‘Smith’ is a generic term covering a worker in any type of metal. ‘Blacksmith’ (meaning a general worker of iron) was not in use and first appears in print in 1376 (Calendar of Letter Books of the City of London, Letter Book D).

Aelfric, an 11th century cleric, mentions five types of smith: smiths (fabri or smithas), iron-smiths (ferrarii or isenesmithas), plus gold-, silver-, and bronze-smiths.

In London, England, it is possible to trace the growth of specialization by the increasing numbers of smiths guilds. They first appear on record in 1298, charged with illegally attempting to form a fraternity of sixteen men calling themselves ‘masters of the trades of smiths’ and included three cutlers and one bell-founder. At roughly the same time a group of spurriers was arrested on similar conspiracy charges. They included two rowel-makers, one spurrier and one harness-maker.

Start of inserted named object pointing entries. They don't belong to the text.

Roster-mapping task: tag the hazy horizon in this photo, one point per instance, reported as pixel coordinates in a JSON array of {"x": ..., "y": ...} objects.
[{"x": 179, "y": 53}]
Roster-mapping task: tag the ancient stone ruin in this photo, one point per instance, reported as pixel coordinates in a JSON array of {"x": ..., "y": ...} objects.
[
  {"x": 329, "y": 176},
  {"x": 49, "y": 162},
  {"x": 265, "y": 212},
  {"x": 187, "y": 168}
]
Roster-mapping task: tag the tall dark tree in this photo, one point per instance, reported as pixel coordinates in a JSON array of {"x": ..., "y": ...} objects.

By 1300 in London there were six specialized branches of iron-smithing operating three organisations. By 1376 there were six iron-working guilds in existence, and these were the smiths (feveres), armourers, spurriers, lorimers, ironmongers and cutlers. By the year 1422 this had increased to fourteen: ironmongers, cutlers, armourers, clockmakers, lorimers, spurriers, wire-drawers, pinners, nail-makers, lockyers, furbours, smiths, ferrours and blacksmiths. Some of these occupational names also became the surname (as in John the nailmaker - John Nail’er - modern Naylor) and are still in use to this day. (Calendar of Early Mayor’s Court-Rolls).